# Execuhitch/Invisihitch/Steatlthitch



## marlboroman749 (May 30, 2018)

Hi guys for anyone who has any of the above hitch I have some questions:

1) does anyone have the invisihitch installation instruction for both the hitch and wiring harness? If yes can you please send me the pdf version?

2) are invisihitch and stealthitch parts interchangeable? They both look like they are the same design. 

I have the origiinal invisihitch with the ball attachment but I don't have the 2" hitch receiver. Invisihitch seem to be out of business so I can't order the 2" receiver attachment I was thinking if I can use the stealthictch 2" receiver attachment on the invisihitch.
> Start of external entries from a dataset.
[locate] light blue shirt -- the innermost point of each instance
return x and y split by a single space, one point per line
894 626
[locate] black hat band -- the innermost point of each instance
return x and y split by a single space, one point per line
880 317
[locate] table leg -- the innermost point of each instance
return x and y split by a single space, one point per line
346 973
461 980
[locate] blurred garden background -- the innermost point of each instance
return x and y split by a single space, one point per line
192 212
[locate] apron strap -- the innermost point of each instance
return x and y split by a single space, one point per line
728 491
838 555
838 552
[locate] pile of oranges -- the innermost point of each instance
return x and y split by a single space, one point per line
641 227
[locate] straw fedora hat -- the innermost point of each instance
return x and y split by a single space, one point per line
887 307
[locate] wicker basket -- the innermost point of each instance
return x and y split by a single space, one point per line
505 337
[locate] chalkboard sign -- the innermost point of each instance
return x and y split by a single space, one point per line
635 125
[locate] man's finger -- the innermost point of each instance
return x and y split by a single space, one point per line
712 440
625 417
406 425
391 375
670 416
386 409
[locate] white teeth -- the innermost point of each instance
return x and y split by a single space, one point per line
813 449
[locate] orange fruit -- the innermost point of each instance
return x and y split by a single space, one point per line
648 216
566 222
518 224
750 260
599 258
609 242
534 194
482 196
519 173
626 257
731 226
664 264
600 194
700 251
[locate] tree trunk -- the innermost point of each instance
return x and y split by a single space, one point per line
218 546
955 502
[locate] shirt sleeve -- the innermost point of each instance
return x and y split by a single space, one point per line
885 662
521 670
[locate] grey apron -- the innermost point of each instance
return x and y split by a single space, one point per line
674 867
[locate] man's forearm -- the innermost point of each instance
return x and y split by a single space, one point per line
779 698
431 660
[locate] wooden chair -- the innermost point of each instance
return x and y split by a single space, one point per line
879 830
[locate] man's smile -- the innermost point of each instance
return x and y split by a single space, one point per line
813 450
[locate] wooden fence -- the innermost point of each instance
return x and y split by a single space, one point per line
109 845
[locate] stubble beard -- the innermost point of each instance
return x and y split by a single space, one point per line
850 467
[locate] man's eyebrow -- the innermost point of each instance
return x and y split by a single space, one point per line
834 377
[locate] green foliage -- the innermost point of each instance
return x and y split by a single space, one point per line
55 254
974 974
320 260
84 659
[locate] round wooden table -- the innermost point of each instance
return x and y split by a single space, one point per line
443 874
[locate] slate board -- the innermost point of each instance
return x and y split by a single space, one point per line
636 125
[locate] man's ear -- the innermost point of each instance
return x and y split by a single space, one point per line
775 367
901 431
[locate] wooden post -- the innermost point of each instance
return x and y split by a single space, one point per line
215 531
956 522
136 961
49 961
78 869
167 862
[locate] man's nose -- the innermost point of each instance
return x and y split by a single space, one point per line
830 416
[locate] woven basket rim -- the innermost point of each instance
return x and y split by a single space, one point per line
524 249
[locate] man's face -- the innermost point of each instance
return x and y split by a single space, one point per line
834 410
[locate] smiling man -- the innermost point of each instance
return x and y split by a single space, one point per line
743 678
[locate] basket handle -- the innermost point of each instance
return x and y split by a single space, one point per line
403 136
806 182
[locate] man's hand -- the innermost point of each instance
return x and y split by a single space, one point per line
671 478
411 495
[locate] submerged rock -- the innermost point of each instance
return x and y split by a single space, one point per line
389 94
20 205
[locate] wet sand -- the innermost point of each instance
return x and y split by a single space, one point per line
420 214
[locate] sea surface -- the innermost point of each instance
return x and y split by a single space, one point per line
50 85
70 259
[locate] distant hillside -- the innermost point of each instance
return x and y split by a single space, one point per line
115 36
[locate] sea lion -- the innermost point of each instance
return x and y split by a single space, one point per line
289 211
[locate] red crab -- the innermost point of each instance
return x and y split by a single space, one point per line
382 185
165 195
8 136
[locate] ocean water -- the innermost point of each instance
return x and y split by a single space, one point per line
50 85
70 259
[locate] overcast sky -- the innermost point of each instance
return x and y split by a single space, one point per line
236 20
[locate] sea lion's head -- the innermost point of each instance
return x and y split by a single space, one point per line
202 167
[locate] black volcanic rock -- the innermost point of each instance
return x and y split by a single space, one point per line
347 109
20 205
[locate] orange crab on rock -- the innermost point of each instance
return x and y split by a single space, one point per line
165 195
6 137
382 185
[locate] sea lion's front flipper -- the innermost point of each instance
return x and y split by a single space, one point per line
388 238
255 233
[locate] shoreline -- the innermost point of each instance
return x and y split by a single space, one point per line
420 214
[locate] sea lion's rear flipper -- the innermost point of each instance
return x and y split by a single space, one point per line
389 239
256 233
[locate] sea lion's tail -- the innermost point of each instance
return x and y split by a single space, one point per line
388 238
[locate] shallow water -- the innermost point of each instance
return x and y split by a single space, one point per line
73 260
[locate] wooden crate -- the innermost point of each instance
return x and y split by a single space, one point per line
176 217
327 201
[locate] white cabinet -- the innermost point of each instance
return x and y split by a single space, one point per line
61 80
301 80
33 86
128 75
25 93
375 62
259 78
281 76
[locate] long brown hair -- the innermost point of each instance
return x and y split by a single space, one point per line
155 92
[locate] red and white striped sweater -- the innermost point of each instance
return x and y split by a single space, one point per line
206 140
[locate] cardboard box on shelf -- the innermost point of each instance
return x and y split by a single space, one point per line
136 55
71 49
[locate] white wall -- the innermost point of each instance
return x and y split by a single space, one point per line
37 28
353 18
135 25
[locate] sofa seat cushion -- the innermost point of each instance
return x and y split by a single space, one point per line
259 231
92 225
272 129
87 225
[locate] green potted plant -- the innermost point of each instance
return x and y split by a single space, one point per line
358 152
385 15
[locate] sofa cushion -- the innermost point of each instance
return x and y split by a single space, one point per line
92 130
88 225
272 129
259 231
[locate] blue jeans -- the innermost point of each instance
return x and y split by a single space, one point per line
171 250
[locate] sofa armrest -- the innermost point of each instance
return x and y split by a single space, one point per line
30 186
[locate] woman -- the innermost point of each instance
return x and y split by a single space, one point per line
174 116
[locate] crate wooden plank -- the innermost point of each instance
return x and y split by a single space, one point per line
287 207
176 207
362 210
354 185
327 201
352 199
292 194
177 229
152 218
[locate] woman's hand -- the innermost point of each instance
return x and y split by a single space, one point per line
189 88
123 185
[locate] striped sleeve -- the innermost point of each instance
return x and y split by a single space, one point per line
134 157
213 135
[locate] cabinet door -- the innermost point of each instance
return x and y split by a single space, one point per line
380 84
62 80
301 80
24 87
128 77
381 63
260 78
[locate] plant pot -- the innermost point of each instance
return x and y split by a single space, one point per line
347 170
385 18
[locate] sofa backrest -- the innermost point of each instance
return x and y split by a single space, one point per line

Also is the stealthitch locking mechanism interchangeable between invisihitch and stealthitch?

Thanks in advance for info guys.


----------



## FredoinSF (Nov 29, 2009)

Search invisihitch in E70 forum and should be lots of threads from 4-5 years ago.


----------



## jck66 (Nov 28, 2017)

You don't say which car you have - I imagine the instructions to be similar but not identical depending on the car.

Also, my understanding from doing some research is that invisihitch has become execuhitch, at least in the US.


----------



## marlboroman749 (May 30, 2018)

jck66 said:


> You don't say which car you have - I imagine the instructions to be similar but not identical depending on the car.
> 
> Also, my understanding from doing some research is that invisihitch has become execuhitch, at least in the US.


My bad. I have 335d 2011.


----------



## StealthHitches (Nov 21, 2017)

Invisihitch and Stealth Hitches are completely different and are not interchangeable. Invisihitch and Execuhitch were connected and are no longer in business in the U.S.


----------



## LakeCitySkyRoad (May 24, 2017)

marlboroman749 said:


> Hi guys for anyone who has any of the above hitch I have some questions:
> 
> 1) does anyone have the invisihitch installation instruction for both the hitch and wiring harness? If yes can you please send me the pdf version?
> 
> ...


1) Sending DM

2) I have been told by Stealthhitch that they are not interchangable.

Last fall, we noticed some deformation to the hitch. Invisihitch sent us a replacement under warranty and told us, "[They] updated the design by using a slightly thicker brace for the mounting plates and hitch beam."


----------